A view of Jerusalem
By 2040, Israel is forecast to be the most densely populated country in the world with 610 residents per square kilometer. This figure was reported in a study of "A Scenario of Business-as-Usual" prepared by the Office of Environmental Protection. These studies should be taken with a big grain of salt as it joins a long list of doom-forecasting reports that have so far not materialized. Hashem still runs the world.
The study predicts a traffic density in Israel at three and a half times the average for the OECD. According to the Transportation Ministry, the impact of this runoff will only intensify with a steady hit to the National Gross Product of 25 billion shekel per year.

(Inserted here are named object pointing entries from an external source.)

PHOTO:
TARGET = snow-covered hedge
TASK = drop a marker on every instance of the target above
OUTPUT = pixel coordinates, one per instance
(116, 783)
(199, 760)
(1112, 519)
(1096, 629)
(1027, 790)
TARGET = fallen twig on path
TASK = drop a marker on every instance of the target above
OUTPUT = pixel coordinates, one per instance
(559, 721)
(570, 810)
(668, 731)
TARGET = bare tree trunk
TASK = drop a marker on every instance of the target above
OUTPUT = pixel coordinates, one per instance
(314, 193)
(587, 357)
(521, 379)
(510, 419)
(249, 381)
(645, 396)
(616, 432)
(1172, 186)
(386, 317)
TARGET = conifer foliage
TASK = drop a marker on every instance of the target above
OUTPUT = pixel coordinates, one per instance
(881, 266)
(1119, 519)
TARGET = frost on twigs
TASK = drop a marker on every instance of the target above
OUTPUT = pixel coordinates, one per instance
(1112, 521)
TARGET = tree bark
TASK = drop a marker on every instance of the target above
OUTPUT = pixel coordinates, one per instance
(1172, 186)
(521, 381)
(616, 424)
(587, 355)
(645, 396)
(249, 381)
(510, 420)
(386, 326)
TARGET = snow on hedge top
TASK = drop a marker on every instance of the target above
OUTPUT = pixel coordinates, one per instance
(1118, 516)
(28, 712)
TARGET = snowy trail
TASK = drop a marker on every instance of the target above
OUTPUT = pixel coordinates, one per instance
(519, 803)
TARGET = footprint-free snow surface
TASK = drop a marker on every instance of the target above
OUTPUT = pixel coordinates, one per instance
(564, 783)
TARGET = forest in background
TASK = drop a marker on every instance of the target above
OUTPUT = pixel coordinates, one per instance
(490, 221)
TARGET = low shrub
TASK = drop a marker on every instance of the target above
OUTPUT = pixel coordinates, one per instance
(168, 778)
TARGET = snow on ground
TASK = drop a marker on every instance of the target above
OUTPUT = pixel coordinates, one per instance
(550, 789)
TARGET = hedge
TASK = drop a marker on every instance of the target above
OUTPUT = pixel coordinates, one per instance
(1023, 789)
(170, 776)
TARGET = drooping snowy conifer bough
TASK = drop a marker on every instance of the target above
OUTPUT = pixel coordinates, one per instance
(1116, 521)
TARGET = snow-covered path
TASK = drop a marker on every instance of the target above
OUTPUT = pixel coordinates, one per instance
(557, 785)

Even today, the necessity to reach one's workplace from one's home requires traveling on roads packed to the gills for at least 40 minutes through innumerable traffic bottlenecks. By the end of the next decade, this same route may take an hour-and-a-half of travel, despite the ongoing investment of many tens of billions of shekalim in highway expansion and addition of new roadways.
Alongside of this, cities will continue to spread out at the expense of open areas still extant in the central and northern parts of the country. This situation is expected to intensify since all of the open spaces between Gush Dan and Jerusalem will be developed within the next 30 years. Strategic plans for housing by the National Economic Administration indicate a 60% rise of housing units by 2040 and an expected shortage of land for 420,000 units needed by that time.
The amount of trash created per person in Israel has grown by 20% in relation to the OECD average, with Israel claiming an 80% figure above that of the OECD countries.